Frank Thoughts: The Backstory
Frank Boland
December 08, 2022

“The Road to Hell is Paved with Good Intentions.” Such is the old (1828) Portuguese proverb. It would seem to be a reasonable description of the Federal Reserve’s prior policy for 12 years with interest rates at 0%. Ironically, there are also 12 Federal Reserve Governors on the Federal Reserve Board. These board members have more than 400 Ph.D. economists giving them their “expert” advice.

Apparently, these experts didn’t foresee – or understand - the impact that 0% Fed policy would have on the largest investment pools in the world. These pools belong to public sector and sovereign wealth funds whose managers have a fiduciary responsibility to manage money as though it were their own. Historically, that meant a “balanced” portfolio of stocks and bonds. In a world of 0% interest rates that historical 60/40 (stocks to bonds) ratio became all stocks. Thus, the new institutional investment policy became TINA (there is no alternative). Stocks.

From that new reality, the world of bitcoin, FTX, cloud computing and fintech were born. These groups were the wunderkind of the previous 12-year bull market. The term “unicorn” had been introduced early on by Reid Hoffman, a former partner of the prestigious venture capital firm Greylock Partners. Greylock had been established in Boston in 1965 by two former partners of General Doriot - the famed Harvard Business School professor - who formed the first public venture capitalist firm, American Research and Development. Reid Hoffman went on to fund PayPal, LinkedIn and Facebook.

Originally, the concept of a unicorn was historically based on its highly prized mythical storied rarity. In our 21st century that standard became a business valuation of one billion dollars or more. When the past bull market was at its peak, there were more than 1,000 “unicorns” with that designation. Does that seem rare? Patrick Jenkins, of the Financial Times, recently wrote that Fintech Labs, a small-business portal, noted that there are now 332 such fintech unicorns!

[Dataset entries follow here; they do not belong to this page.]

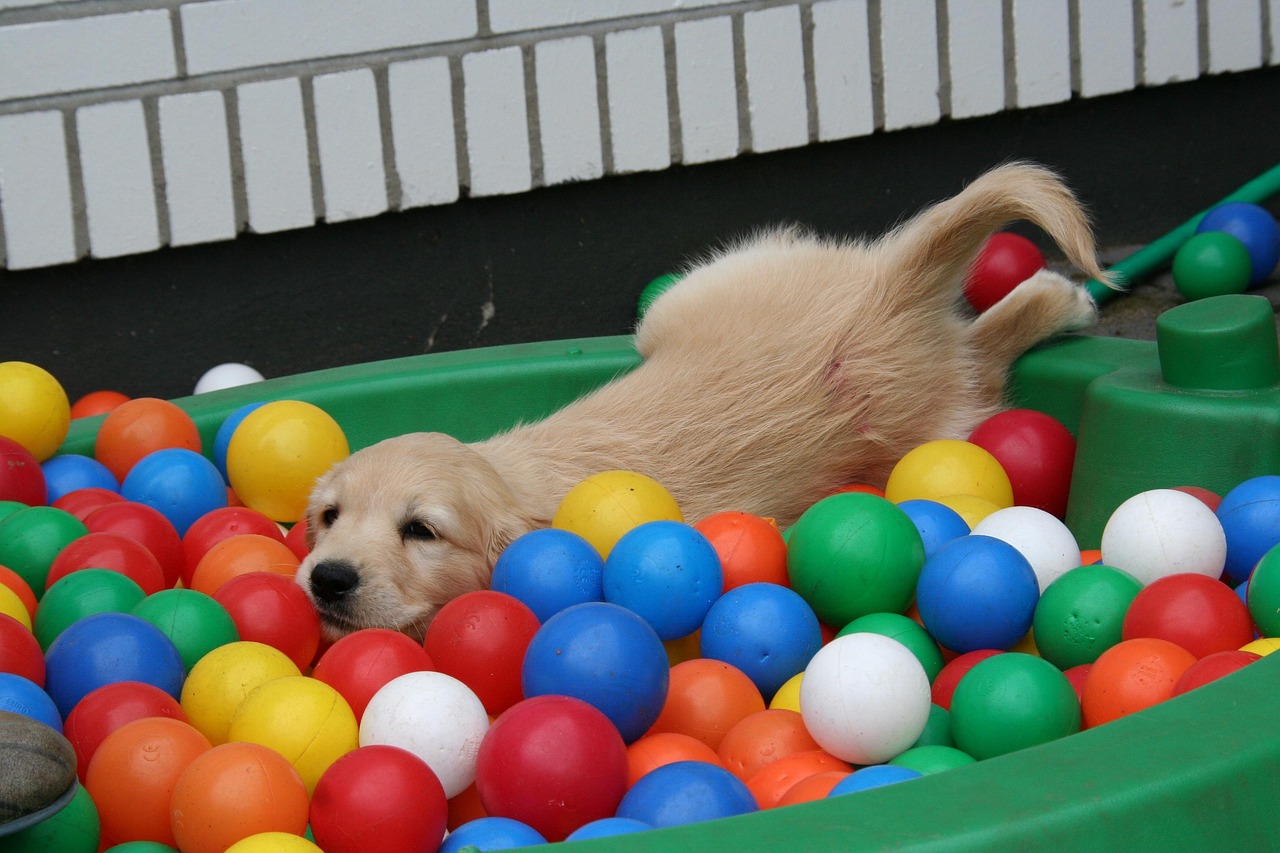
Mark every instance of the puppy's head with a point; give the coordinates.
(401, 528)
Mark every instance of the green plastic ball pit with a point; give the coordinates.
(1200, 771)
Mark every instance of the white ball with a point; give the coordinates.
(1041, 537)
(864, 698)
(227, 375)
(434, 716)
(1164, 532)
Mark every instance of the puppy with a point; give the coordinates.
(772, 374)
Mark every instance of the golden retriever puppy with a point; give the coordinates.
(773, 373)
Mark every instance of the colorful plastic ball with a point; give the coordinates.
(977, 592)
(604, 506)
(864, 698)
(1211, 263)
(133, 772)
(272, 609)
(606, 656)
(686, 792)
(1201, 614)
(220, 680)
(379, 798)
(1249, 515)
(31, 538)
(1004, 261)
(854, 553)
(236, 790)
(109, 707)
(109, 647)
(1255, 227)
(750, 547)
(549, 570)
(437, 717)
(766, 630)
(1132, 675)
(1037, 452)
(33, 409)
(1164, 532)
(490, 834)
(1010, 702)
(1082, 614)
(140, 427)
(278, 452)
(179, 483)
(480, 639)
(80, 594)
(196, 623)
(552, 762)
(361, 662)
(667, 573)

That’s reminiscent of the automobile industries’ history. From 1895 there was at one point in the early 20th century over 1,900 car companies making more 3,000 different automobiles! Of course, we know how that turned out. Is it any wonder so many fintech stocks are down so much? Or that FTX is bankrupt and that the whole bitcoin concept is inexorably fading? Only this time it’s not money chasing cars, but money chasing itself.

As for economics, Peter Lynch – the former Magellan Mutual Fund manager - perhaps said it best. “If all the economists in the world were laid end to end, it wouldn’t be a bad thing.”